I was driving with my family this weekend to Bearizona in Williams, Arizona to see the new bear cub, Katy Beary.

Katy Beary
Katy Beary is the tiny one in back. Boo Boo is the larger bear in front.

I couldn’t help but reflect on my last drive north on the 17 a few weeks ago with Jeff Charbonneau, the 2013 National Teacher of the Year. We were speaking at Northern Arizona University’s fabulous “There’s A Reason I’m A Teacher” conference. Jeff flew in to Phoenix so we had a lovely drive to Flagstaff. Jeff enjoyed the gorgeous red rocks of Sedona and took pictures of saguaro cacti for his son (his son knew saguaros are found only in our beautiful Sonoran desert – impressive!). Jeff loved Slide Rock in Oak Creek Canyon. I learned that they have tumbleweeds in Jeff’s part of Washington state and they also play “Hit the Tumbleweed” while driving.

Jeff and me at Slide Rock in Oak Creek Canyon.

I was reminded that every time I hear Jeff speak, he gives me homework! At the 2014 Teaching & Learning Conference in Washington D.C. in March, (Put that conference on your calendar for next year. More info here) Jeff gave us a challenge to spend five minutes a day lifting up our profession.

Jeff also facilitated a breakout session on teacher leadership at the conference. He said, “You lead by doing the work together.” This really hit home for me because I’ve always believed that teaching is too complex and too important for one person to do alone. We must build authentic partnerships with other adults in our buildings and across the country and world through the virtual community.

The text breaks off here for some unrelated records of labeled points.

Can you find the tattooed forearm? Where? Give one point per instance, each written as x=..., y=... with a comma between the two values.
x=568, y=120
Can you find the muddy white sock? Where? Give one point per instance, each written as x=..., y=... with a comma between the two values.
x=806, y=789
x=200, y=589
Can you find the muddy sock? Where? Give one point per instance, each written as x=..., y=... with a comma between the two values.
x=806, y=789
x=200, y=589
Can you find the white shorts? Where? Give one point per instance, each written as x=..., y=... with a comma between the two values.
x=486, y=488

Ron Thorpe, the visionary CEO of the National Board, had a serendipitous comment in a keynote that same day, “What our children need to see is our profession as a whole.” Our students deserve teachers who support each other and learn from each other. We are stronger together and our schools will be more successful when we collaborate and lead from within.

So Jeff, I’ve been working on your homework assignment. I’m writing my own story of education today. As I’ve said in many of my speeches lately, I’m tired of the media writing the story of what is happening in today’s schools. I’m the expert! I’m the one in the classroom every day, gorgeous boots on the ground!

Not kidding about the gorgeous boots.

We know that isolation is the enemy of teachers. So I’m going to lead by influence. I’m working on increasing my positive on-line presence. I’m going to work with on-line communities and teachers to cross-pollinate ideas and break through the silos of our own schools and districts to learn from each other and support one another. I am lucky enough to work with teachers at Sunset Hills that I can count on like family. We learn from each other and learn together. But I also created a Class of 2014 State Teacher of the Year Facebook page as a way to keep in touch with my fellow STOYs during the times we are not geographically close during our year. What I didn’t realize is how much that community would impact me and all the others who have joined the page. Teaching can be lonely and isolating, even in an amazingly supportive building like Sunset Hills. I find myself heading to the STOY Facebook page to share ideas and stories, get inspiration, and a shot of positivity to keep me going strong. Then I can bring that energy and affirmation to the people I am lucky enough to work with every day.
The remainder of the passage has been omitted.